To understand further on glycemic load, kindly refer to this link http://afibbers.org/resources/glycemicload.pdf. 

Juicing or blending ?

Blending is a healthier option as the fibre is retained and hence the absorption of sugar into the system is slowed down. Better than that of course is to eat the fruit whole itself.

Natural replacements.

These are healthier sweet options that are nutrient dense. We can use them instead of white sugars in baking and smoothies.

Natural honey, dates, bananas, apricots and mulberries are examples of these.

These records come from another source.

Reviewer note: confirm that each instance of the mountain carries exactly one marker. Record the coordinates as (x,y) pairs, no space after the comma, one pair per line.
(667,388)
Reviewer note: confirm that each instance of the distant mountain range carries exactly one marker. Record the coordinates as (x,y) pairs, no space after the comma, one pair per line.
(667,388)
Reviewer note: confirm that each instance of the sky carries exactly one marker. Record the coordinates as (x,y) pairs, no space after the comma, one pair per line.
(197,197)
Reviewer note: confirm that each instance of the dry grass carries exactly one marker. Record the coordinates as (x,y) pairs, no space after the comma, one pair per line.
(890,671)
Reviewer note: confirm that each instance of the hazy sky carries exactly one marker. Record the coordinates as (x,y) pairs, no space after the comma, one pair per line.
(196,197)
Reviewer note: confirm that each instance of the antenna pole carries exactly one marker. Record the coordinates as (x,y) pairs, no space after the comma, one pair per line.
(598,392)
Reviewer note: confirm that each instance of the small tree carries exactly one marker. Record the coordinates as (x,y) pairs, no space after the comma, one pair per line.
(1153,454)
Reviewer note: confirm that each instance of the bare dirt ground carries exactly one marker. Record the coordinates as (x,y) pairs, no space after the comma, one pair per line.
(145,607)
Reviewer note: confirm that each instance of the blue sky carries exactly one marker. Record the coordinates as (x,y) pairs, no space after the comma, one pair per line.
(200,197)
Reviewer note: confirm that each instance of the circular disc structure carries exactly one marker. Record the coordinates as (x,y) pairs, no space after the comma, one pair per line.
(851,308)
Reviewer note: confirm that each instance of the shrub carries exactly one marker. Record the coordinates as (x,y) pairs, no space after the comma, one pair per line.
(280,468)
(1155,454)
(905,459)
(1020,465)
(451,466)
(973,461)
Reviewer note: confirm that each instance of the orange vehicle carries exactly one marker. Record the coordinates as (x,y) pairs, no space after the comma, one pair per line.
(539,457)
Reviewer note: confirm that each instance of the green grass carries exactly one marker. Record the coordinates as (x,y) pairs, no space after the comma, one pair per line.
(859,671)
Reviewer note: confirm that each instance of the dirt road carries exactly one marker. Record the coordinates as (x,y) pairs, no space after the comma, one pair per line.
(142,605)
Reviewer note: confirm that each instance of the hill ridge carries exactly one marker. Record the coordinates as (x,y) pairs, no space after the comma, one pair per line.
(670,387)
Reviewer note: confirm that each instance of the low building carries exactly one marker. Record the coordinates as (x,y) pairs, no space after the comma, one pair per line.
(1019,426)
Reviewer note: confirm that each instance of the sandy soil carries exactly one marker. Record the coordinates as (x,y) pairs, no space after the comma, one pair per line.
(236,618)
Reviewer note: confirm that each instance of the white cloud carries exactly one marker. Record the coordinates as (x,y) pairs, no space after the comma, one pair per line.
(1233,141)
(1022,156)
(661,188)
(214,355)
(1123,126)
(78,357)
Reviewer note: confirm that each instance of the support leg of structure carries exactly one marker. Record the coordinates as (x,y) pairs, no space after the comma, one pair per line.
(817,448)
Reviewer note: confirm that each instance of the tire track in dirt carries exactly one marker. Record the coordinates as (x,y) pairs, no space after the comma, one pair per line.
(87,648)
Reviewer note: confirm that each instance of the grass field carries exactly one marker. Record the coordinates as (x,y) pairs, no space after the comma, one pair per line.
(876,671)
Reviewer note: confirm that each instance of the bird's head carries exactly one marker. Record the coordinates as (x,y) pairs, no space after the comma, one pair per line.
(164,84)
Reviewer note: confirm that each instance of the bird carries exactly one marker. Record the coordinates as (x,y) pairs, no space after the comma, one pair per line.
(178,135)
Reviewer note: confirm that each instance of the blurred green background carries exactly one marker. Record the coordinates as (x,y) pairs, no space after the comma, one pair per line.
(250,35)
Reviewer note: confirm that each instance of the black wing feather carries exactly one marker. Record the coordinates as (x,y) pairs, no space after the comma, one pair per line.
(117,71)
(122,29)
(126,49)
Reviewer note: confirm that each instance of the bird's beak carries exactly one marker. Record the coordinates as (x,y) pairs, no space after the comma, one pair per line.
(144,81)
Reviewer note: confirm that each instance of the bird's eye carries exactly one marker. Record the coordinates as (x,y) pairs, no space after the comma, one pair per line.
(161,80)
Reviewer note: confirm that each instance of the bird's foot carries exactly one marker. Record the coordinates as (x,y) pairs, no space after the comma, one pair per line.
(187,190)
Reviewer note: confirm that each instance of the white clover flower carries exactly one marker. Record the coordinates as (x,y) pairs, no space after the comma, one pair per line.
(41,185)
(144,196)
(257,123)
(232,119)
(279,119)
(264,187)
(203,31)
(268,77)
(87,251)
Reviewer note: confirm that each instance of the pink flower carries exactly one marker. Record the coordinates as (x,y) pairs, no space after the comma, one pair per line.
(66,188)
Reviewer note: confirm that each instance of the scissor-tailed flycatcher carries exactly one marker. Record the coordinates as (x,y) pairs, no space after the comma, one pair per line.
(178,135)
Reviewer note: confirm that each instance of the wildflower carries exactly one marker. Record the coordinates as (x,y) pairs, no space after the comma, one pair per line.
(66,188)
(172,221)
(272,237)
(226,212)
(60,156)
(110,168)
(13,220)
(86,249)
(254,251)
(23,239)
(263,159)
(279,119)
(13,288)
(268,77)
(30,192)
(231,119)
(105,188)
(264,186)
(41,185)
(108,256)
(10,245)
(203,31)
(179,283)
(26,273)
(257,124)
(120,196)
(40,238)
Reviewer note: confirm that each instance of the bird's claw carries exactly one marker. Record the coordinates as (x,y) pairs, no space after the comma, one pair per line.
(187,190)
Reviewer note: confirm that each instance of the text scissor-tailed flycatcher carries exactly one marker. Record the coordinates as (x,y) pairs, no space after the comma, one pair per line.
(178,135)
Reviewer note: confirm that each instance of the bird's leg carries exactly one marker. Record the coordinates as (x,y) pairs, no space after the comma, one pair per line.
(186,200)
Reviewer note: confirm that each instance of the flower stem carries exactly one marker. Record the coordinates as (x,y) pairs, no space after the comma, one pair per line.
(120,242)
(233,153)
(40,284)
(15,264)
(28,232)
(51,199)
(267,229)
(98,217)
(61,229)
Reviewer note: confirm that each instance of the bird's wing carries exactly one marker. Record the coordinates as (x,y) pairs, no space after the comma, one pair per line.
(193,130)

Dates are ideal for breaking fast during the Ramadhan month instead of the syrup based beverages as it is very nutritionally dense and provides the energy boost required.

Bottom line

All of us enjoy a sweet snack now and then, so fortunately, for every healthy individual, sugar-containing foods in their natural form, whole fruit, for example, tend to be highly nutritious. Choice of nutrient-dense, high in fiber, and low in glycemic load carbohydrates is the way to go. Having carbohydrates with a protein and healthy fat meal at the same time reduces its absorption rate.

On the other hand, refined, concentrated sugars like (white bread, white rice and white sugar) consumed in large amounts rapidly increases blood glucose and insulin levels, increases triglycerides, inflammatory mediators and oxygen radicals, and with them, the risk for diabetes, heart disease and other chronic illnesses.

Our bodies need carbohydrates for energy and since we are not living in the times of famine or food shortages and food is available around the clock, we do not need to over consume carbohydrates as storing sugar as fats has become toxic and is poisoning our bodily systems.

Eating carbohydrates in proportion to our physical activity is something all of us need to retrain ourselves to do. If we lead mainly sedentary and inactive lives, then we would not need as much carbohydrates as compared to someone with a more physically active lifestyle.

In short, The faster it is burnt and dealt with, the least problems it causes.